In the second half Salford had the wind behind them and there did seem to be a bit more 'go-forward' about them. It all went pear-shaped for the visitors when one of the growing number of Railway counter attacks came up trumps, Luke Durham got forward onto a cow poke from the back and edged it past the Salford keeper to make it 2-0. We then had a festival of defenders performing a cultural ritual of end to end hoofing and old time toe bunging. It had got colder and colder and the football seemed poorer and poorer, Salford had a last push at it when Rhodri Giggs came on for the last 15 minutes but despite hitting a post the 3 points went to the Railway, in all fairness they just about edged it but to be honest... it had been a pretty poor game of football.
I was glad to get back in the Match Shed and get the results on the radio. Harrogate is a nice place and it was looking mighty fine all lit up in the dark, there look to be some nice eateries and pubs for those inclinded to spend an hour or two sampling it.... I had to get back across the pennines for that Steak and Ale Pie!


Paul Kirkwood said...

Love the paragraph about the steamed up VIP box,the supposed stripper and Sky Sports. Very laugh-out-loud funny! And, yes, Harrogate Railway is a pretty crumby ground, as I know from a few FA Cup visits.

Billy said...

Lets get back to the most improtant thing of all . . . . . How was the steak & ale pie ?

Uwdi Krugg said...

The pie was bloody good, she added a bottle of ale from Alton Brewery. I was full afterwards.

Dan said...

Uwdi. Brilliant blog. Love it. Spend hours on here.

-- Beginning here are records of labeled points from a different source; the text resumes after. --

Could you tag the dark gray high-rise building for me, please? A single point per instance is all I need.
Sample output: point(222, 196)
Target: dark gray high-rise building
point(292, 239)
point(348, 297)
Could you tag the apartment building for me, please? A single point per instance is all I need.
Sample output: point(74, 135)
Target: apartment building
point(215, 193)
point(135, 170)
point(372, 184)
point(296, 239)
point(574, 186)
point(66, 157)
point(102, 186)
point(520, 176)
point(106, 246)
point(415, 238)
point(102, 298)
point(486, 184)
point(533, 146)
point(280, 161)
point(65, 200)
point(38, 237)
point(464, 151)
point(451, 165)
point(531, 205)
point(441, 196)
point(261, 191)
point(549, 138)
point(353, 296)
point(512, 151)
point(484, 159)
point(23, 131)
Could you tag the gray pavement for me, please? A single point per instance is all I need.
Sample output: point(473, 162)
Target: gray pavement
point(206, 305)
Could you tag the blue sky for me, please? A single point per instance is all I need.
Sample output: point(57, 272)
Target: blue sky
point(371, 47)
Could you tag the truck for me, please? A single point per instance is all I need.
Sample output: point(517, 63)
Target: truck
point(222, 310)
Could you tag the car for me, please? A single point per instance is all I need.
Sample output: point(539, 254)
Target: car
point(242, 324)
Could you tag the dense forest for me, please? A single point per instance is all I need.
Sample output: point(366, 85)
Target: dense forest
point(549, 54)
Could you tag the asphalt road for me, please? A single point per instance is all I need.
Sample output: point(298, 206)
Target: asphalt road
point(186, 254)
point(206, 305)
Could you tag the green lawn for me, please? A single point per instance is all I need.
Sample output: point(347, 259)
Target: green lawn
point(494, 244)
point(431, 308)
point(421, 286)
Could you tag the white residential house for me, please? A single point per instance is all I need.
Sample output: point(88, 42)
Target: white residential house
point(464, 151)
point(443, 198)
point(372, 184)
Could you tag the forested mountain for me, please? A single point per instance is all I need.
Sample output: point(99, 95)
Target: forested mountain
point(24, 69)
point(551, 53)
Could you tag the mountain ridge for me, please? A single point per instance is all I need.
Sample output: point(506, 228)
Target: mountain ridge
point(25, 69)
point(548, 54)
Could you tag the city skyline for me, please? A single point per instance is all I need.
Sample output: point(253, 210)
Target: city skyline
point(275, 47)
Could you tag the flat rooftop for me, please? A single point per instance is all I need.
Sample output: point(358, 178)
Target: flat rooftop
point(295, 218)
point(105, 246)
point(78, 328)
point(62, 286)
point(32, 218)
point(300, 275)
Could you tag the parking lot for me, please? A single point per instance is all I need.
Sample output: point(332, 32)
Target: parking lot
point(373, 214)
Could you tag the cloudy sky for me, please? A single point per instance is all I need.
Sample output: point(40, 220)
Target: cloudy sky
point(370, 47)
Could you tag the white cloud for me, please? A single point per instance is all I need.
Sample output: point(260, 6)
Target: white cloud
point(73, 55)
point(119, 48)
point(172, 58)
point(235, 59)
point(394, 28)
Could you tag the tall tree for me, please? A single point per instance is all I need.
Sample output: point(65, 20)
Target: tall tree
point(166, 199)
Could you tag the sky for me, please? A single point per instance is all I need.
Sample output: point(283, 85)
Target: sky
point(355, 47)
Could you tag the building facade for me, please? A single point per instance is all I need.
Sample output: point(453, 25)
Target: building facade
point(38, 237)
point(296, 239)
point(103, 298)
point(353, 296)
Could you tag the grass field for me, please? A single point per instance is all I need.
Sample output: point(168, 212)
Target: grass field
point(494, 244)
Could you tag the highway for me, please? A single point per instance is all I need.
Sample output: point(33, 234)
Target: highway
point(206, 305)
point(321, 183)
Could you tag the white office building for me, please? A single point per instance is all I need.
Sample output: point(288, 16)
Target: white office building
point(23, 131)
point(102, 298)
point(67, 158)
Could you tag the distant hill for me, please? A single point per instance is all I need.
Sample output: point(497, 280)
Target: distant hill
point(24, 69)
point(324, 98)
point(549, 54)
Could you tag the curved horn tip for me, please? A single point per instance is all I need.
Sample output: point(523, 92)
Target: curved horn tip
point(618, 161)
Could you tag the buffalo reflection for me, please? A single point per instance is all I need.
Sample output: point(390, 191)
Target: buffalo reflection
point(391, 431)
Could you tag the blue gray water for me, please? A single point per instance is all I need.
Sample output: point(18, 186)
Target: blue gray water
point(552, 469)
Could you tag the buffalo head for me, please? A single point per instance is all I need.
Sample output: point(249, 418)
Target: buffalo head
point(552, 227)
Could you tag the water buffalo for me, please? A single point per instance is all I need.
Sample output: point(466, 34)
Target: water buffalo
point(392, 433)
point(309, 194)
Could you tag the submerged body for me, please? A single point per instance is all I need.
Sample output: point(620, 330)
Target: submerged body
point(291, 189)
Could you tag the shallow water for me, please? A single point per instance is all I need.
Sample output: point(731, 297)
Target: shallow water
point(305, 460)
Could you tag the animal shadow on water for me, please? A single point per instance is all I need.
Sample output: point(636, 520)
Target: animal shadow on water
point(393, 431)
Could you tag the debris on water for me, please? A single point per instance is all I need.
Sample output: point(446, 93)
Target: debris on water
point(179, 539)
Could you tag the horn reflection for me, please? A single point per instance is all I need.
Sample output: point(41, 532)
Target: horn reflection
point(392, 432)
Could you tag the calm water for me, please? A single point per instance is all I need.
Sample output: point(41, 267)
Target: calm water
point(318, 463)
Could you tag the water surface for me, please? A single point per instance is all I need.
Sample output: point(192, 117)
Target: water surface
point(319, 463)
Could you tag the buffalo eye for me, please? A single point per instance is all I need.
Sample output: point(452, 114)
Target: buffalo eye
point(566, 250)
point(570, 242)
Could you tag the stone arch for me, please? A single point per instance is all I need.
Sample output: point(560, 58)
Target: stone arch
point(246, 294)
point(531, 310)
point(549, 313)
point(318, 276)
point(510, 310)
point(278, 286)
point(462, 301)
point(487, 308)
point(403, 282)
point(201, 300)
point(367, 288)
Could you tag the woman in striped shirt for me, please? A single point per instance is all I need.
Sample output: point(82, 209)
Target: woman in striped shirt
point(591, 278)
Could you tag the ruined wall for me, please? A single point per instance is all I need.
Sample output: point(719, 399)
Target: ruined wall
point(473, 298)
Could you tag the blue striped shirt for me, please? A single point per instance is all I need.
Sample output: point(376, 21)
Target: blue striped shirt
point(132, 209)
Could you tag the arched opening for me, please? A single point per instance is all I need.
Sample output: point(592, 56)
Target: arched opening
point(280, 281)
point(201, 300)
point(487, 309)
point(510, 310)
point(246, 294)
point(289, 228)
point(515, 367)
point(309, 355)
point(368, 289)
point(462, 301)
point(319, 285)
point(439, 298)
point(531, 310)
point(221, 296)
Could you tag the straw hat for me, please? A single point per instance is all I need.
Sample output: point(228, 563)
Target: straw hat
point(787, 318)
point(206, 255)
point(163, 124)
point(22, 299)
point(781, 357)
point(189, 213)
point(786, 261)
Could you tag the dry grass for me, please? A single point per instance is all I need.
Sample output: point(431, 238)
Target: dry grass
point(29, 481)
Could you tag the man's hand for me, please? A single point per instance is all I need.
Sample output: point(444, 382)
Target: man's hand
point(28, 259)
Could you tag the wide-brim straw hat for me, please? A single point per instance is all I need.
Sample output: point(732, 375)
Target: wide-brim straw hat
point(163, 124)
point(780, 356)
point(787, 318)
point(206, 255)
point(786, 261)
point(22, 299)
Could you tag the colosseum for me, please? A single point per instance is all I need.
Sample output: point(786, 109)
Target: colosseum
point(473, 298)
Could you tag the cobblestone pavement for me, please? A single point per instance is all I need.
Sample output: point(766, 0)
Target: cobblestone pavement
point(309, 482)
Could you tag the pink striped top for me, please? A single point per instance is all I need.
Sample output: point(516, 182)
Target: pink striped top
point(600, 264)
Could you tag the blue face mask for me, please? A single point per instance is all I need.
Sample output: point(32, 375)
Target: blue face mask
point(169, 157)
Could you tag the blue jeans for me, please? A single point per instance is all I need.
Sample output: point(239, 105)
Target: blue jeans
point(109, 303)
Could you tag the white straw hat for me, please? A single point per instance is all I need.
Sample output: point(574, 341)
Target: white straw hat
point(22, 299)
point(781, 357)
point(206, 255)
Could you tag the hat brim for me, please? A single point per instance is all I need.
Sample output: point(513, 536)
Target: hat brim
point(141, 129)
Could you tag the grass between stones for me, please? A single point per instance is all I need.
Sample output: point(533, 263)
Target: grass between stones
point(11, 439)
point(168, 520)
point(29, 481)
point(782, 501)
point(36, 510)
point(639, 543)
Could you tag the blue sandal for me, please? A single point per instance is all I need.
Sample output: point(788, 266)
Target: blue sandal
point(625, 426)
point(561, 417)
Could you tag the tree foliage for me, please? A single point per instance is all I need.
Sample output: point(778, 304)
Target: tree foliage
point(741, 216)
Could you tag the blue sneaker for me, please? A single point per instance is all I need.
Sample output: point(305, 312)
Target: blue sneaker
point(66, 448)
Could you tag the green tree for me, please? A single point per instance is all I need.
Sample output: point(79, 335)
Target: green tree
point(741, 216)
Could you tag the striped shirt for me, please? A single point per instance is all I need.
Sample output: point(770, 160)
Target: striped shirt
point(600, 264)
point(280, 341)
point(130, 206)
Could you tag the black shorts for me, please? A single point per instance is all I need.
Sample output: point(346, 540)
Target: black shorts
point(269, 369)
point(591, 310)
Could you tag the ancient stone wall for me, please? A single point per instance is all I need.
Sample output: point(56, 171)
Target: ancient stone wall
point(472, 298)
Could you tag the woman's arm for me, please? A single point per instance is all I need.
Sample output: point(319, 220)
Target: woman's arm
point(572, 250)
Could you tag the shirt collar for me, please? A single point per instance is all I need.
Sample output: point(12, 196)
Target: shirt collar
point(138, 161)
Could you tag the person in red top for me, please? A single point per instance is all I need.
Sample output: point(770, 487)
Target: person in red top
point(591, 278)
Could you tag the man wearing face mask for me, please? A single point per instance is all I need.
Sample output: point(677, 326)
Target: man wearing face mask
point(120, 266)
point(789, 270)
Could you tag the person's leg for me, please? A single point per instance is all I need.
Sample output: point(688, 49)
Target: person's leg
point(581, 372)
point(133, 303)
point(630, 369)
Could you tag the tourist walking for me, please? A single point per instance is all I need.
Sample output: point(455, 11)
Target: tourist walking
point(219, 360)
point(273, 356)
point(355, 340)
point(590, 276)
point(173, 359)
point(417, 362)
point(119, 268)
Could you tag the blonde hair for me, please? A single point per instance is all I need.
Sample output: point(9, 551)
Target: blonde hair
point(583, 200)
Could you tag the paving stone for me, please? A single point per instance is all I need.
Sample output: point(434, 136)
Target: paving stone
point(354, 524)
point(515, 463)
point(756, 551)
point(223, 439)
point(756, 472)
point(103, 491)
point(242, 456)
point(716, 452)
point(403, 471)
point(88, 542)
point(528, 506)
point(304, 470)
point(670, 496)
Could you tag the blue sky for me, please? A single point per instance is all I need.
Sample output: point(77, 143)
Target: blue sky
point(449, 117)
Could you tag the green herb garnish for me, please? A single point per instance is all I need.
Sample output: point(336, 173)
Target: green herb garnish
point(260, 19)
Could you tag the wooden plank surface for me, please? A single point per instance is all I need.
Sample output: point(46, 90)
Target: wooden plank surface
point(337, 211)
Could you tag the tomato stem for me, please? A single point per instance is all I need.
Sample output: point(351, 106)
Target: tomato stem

I'm a groundhopper myself and i'd like to ask your opinion on what counts as a ground as i'm trying to pull together a definitive list of where i've been.

Is it Level 9 and above or can you count Level 10 such as Manc Premier and West Lancs League?


Uwdi Krugg said...

Thanks for your feedback Dan.

As regards hopping and the fickle politics of ascertaining what-is and what-is-not a genuine ground, I think its a load of tosh but some 'ultra' enthusiasts get very touchy about it.

You should look at it from your perspective Dan. There are no rules to it. Do what you enjoy. I tend to do a cross section of Evo Stik NPL, North West Counties, Northern Counties East and Blue Square North. If I fancy something different like a Manchester League game or the Welsh Premier League or even a Football League match I'll do it.

Choose what takes your fancy and make your own rules up as you go along, its for your enjoyment after all. All grounds count in my opinion.